State Key Laboratory of Pollution Control and Resource Reuse, School of the Environment, Nanjing University, Nanjing, 210023, People's Republic of China.
College of Natural Resources and Environment, Northwest A&F University, Yangling, Shaanxi, 712100, People's Republic of China.
Environ Pollut. 2022 Jan 1;292(Pt B):118485. doi: 10.1016/j.envpol.2021.118485. Epub 2021 Nov 10.

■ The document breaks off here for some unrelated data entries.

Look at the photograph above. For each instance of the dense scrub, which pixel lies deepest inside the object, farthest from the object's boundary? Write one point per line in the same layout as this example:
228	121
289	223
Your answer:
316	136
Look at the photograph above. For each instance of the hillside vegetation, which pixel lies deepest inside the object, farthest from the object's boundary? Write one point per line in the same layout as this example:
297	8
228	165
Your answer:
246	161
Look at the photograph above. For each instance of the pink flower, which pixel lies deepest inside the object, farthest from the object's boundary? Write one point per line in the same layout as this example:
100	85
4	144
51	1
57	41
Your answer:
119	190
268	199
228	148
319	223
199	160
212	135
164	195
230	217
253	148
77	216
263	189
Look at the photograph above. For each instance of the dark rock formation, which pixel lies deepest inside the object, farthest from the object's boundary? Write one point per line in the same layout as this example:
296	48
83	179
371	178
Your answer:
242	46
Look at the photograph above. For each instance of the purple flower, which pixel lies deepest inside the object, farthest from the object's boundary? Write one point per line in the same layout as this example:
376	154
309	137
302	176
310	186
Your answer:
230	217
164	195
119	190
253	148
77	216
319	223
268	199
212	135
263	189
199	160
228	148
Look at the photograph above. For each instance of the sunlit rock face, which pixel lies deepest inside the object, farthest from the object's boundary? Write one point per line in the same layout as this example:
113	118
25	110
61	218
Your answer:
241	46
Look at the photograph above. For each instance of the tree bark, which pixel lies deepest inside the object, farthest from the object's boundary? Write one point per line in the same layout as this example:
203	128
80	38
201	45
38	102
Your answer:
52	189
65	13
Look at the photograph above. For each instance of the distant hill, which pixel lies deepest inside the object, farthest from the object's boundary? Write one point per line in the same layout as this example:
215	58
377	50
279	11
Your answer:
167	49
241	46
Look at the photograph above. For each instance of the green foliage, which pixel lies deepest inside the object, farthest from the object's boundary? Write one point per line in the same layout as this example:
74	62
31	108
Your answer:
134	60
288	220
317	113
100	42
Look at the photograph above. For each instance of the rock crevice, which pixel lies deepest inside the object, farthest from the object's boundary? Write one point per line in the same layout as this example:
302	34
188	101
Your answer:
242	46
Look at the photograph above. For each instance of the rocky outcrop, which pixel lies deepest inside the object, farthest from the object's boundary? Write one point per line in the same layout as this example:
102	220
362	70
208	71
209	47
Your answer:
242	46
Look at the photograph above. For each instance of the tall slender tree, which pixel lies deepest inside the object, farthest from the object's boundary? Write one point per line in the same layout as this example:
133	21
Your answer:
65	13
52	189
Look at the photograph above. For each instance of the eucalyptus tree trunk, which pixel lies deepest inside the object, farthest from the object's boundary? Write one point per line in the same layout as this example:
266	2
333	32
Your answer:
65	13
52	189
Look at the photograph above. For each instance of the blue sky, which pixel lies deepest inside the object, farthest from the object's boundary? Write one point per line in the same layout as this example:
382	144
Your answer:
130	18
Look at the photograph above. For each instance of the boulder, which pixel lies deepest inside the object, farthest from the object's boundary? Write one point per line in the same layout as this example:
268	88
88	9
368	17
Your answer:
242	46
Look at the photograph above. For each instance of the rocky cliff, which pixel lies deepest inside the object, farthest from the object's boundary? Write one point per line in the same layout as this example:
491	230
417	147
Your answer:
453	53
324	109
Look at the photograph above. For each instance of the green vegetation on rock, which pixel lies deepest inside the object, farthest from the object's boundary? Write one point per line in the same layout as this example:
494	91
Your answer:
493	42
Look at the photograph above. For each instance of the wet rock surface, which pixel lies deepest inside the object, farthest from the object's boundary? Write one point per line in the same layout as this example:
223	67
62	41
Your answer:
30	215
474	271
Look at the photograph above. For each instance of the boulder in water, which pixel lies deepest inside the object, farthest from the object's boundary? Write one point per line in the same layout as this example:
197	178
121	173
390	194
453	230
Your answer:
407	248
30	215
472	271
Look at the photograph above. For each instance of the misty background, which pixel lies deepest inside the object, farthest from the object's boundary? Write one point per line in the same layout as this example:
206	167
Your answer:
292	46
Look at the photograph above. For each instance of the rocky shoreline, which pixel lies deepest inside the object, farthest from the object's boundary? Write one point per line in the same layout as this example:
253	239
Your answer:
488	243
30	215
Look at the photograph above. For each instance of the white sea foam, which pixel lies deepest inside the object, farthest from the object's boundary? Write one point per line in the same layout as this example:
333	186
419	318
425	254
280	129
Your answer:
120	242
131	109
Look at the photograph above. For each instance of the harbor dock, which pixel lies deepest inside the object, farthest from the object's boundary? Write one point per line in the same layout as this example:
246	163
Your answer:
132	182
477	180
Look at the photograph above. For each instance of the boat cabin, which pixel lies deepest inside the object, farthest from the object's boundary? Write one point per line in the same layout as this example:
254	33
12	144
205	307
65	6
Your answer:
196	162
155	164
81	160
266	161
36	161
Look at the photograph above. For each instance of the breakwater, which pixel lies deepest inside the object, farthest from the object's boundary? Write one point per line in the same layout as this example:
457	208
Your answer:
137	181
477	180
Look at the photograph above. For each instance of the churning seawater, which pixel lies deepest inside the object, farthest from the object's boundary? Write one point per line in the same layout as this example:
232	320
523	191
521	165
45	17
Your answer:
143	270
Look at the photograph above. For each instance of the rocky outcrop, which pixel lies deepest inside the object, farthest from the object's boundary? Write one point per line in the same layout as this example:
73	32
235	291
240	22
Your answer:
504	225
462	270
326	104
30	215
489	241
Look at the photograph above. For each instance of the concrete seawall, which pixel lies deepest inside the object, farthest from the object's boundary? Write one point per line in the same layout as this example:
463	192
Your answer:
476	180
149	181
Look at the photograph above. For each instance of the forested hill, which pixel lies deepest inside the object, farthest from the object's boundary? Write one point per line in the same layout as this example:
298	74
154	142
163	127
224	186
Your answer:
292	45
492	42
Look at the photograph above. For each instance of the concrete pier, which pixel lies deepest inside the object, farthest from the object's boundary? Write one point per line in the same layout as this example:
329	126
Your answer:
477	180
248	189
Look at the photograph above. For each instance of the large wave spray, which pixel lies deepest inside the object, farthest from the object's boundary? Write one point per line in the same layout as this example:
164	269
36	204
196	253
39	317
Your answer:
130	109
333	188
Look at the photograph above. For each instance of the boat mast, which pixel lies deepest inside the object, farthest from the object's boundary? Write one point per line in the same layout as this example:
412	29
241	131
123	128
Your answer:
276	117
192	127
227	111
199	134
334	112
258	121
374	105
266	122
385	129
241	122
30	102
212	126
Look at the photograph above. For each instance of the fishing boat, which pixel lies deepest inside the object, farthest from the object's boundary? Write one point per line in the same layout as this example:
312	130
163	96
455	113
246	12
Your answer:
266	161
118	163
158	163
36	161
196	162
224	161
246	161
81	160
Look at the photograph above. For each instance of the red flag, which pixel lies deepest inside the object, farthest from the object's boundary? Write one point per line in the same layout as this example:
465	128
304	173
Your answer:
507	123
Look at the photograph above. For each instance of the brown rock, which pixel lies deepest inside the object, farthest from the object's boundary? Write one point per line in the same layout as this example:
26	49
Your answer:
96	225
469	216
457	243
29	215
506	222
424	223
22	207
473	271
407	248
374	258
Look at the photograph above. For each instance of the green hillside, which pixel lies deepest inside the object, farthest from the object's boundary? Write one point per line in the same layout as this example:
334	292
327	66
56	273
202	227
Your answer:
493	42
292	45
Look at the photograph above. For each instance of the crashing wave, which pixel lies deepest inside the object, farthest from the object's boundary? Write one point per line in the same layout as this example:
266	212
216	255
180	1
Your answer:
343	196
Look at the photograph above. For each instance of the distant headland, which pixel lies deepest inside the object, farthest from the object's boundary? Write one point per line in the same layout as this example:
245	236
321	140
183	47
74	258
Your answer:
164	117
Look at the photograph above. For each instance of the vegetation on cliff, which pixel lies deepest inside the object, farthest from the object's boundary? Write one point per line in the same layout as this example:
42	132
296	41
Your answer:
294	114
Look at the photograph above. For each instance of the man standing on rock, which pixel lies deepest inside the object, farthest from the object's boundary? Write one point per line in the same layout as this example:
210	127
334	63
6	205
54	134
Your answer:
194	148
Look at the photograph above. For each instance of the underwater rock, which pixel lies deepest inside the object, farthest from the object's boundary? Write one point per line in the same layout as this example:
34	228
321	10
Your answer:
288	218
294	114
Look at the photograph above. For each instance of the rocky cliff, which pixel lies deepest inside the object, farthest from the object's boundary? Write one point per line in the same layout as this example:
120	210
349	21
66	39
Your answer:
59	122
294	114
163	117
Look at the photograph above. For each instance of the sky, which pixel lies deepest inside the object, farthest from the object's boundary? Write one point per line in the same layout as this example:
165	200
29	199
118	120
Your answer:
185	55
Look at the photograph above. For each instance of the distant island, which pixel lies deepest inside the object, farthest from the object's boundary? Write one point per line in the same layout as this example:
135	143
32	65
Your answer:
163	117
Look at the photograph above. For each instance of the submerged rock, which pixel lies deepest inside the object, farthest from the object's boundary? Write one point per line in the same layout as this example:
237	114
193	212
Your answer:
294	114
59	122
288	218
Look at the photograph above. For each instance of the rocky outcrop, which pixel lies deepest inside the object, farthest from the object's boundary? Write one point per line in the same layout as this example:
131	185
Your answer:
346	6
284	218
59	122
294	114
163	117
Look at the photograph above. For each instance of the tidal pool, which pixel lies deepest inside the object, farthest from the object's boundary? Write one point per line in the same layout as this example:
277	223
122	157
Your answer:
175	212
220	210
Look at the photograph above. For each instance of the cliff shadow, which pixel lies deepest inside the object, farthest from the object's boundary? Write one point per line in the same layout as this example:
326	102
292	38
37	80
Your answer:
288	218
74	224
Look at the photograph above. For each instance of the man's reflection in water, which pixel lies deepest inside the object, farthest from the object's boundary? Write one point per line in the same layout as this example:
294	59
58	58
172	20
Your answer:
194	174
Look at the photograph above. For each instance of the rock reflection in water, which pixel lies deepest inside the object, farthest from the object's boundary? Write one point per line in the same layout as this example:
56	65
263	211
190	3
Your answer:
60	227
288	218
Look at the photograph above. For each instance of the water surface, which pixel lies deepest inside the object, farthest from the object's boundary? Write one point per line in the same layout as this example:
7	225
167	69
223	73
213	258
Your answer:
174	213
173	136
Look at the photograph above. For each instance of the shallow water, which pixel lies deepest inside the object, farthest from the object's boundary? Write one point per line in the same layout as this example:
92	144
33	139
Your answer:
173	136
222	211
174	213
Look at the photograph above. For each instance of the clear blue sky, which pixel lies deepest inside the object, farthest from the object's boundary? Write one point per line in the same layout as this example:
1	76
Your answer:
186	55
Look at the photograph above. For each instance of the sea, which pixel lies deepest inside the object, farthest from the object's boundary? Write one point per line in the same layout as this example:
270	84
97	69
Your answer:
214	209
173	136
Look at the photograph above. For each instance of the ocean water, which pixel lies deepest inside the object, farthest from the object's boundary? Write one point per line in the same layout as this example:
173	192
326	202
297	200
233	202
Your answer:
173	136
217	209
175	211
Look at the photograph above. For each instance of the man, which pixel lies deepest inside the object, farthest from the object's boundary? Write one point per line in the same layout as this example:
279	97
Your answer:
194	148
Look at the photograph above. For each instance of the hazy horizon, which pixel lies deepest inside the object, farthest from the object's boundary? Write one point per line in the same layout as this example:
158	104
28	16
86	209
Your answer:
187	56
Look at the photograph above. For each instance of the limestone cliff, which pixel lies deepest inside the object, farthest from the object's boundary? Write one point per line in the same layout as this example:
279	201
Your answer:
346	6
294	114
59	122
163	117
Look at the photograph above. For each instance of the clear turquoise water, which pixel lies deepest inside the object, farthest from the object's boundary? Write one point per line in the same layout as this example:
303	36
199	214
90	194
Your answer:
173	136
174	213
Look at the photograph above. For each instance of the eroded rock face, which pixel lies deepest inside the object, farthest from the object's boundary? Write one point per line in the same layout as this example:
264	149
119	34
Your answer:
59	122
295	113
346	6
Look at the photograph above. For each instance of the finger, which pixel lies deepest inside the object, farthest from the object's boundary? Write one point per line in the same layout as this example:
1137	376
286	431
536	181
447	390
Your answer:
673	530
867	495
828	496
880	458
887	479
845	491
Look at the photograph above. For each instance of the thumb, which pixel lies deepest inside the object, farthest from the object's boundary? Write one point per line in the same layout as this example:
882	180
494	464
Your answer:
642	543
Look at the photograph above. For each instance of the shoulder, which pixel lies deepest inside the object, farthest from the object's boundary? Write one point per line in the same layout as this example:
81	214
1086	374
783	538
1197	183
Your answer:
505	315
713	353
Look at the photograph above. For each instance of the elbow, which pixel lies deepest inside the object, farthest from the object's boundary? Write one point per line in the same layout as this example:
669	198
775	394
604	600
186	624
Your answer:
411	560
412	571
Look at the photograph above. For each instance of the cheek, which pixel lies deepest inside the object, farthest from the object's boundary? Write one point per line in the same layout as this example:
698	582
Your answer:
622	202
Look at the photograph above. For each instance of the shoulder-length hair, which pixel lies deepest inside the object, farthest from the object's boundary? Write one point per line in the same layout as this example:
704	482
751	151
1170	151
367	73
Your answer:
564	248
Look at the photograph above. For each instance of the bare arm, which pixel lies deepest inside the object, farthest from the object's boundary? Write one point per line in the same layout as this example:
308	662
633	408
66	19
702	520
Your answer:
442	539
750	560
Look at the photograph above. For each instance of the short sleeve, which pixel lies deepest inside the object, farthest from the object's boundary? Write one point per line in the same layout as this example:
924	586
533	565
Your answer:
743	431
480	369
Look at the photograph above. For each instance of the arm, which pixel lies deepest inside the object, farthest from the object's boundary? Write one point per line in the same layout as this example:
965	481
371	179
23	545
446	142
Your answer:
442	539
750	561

Recalcitrant plastics in the environment are gradually fragmented into weathered debris distinguished from their original state by the integrative action of influencing factors, such as UV light, heating and physical abrasion. As new artificial carbon-source substrates in aquatic ecosystems, plastic products can be colonized by biofilms and even utilized by microorganisms. To investigate the influences of weathering of plastics on the colonized biofilms, freshwater samples from the Yangtze River (Nanjing, China) were collected for biofilm incubation. Based on the characterization of plastics and biofilms, the effects of plastic surface properties on biofilm characteristics were revealed by the analysis of partial least squares regression (PLSR). Roughness was the principal influencing factor, while rigidity had the opposite effect to it. 16S rRNA gene high-throughput sequencing results indicated the high relative abundance of Cyanobacteria and rising proportion of harmful components (e.g., Flavobacterium) on photoaged polyethylene plastics. The microbial functional profiles (KEGG) predicted by Tax4Fun showed that the functions (e.g., membrane transport, energy metabolism, etc.) of biofilm on photoaged plastics were dissimilar with those on original ones. These findings suggested that the distinct microbial community and the adverse functional changes in biofilms on photoaged plastics potentially enhanced their environmental risks. On the other hand, 28-day cultured biofilms on original low-density polyethylene (LDPE) films were dominated by Exiguobacterium. The previously ignored potentials of this microorganism in rapidly accommodating to a hydrophobic substrate and its plastic degrading ability were both worthy of attention. Therefore, it is necessary to consider the weathering process of plastics in exploring the "plastisphere", and to give further insights into the double-edged nature of the "plastisphere".
在环境中,顽固的塑料会逐渐碎裂成风化碎片,这些碎片与原始状态不同,是受紫外线、加热和物理磨损等多种影响因素综合作用的结果。作为水生生态系统中的新型人工碳源基质,塑料产品可以被生物膜定殖,甚至被微生物利用。为了研究塑料风化对定殖生物膜的影响,从中国长江(南京)采集了淡水样本进行生物膜培养。基于对塑料和生物膜的特性分析,通过偏最小二乘回归(PLSR)分析揭示了塑料表面特性对生物膜特性的影响。粗糙度是主要影响因素,而刚性则相反。16S rRNA 基因高通量测序结果表明,在光老化聚乙烯塑料上,蓝藻的相对丰度较高,有害成分(如黄杆菌)的比例上升。Tax4Fun 预测的微生物功能图谱(KEGG)表明,光老化塑料上生物膜的功能(如膜转运、能量代谢等)与原始塑料上的功能不同。这些发现表明,光老化塑料上生物膜的独特微生物群落和不良功能变化可能会增加其环境风险。另一方面,在原始低密度聚乙烯(LDPE)薄膜上培养 28 天的生物膜主要由极端嗜盐菌属(Exiguobacterium)组成。这种微生物在快速适应疏水性基质和塑料降解能力方面的先前被忽视的潜力都值得关注。因此,在探索“塑料圈”时,有必要考虑塑料的风化过程,并进一步深入了解“塑料圈”的双刃剑性质。